Incentive Stock Options. A grantee who receives an incentive stock option does not recognize taxable income upon the grant or exercise of the option, and the Company is not entitled to a tax deduction. The difference between the option price and the fair market value of the option shares on the date of exercise, however, will be treated as a tax preference item for purposes of determining the alternative minimum tax liability, if any, of the grantee in the year of exercise. The Company will not be entitled to a deduction with respect to any item of tax preference.

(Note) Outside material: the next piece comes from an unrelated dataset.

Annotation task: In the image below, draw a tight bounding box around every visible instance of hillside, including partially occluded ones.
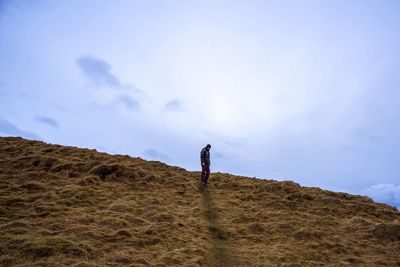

A grantee will recognize gain or loss upon the disposition of shares acquired from the exercise of incentive stock options. The nature of the gain or loss depends on how long the option shares were held. If the option shares are not disposed of pursuant to a “disqualifying disposition” (i.e., no disposition occurs within two years from the date the option was granted nor one year from the date of exercise), the grantee will recognize long-term capital gain or capital loss depending on the selling price of the shares. If option shares are sold or disposed of as part of a disqualifying disposition, the grantee must recognize ordinary income in an amount equal to the lesser of the amount of gain recognized on the sale, or the difference between the fair market value of the option shares on the date of exercise and the option price. Any additional gain will be taxable to the grantee as a long-term or short term capital gain, depending on how long the option shares were held. The Company is generally entitled to a deduction in computing its federal income taxes for the year of disposition in an amount equal to any amount taxable to the grantee as ordinary income.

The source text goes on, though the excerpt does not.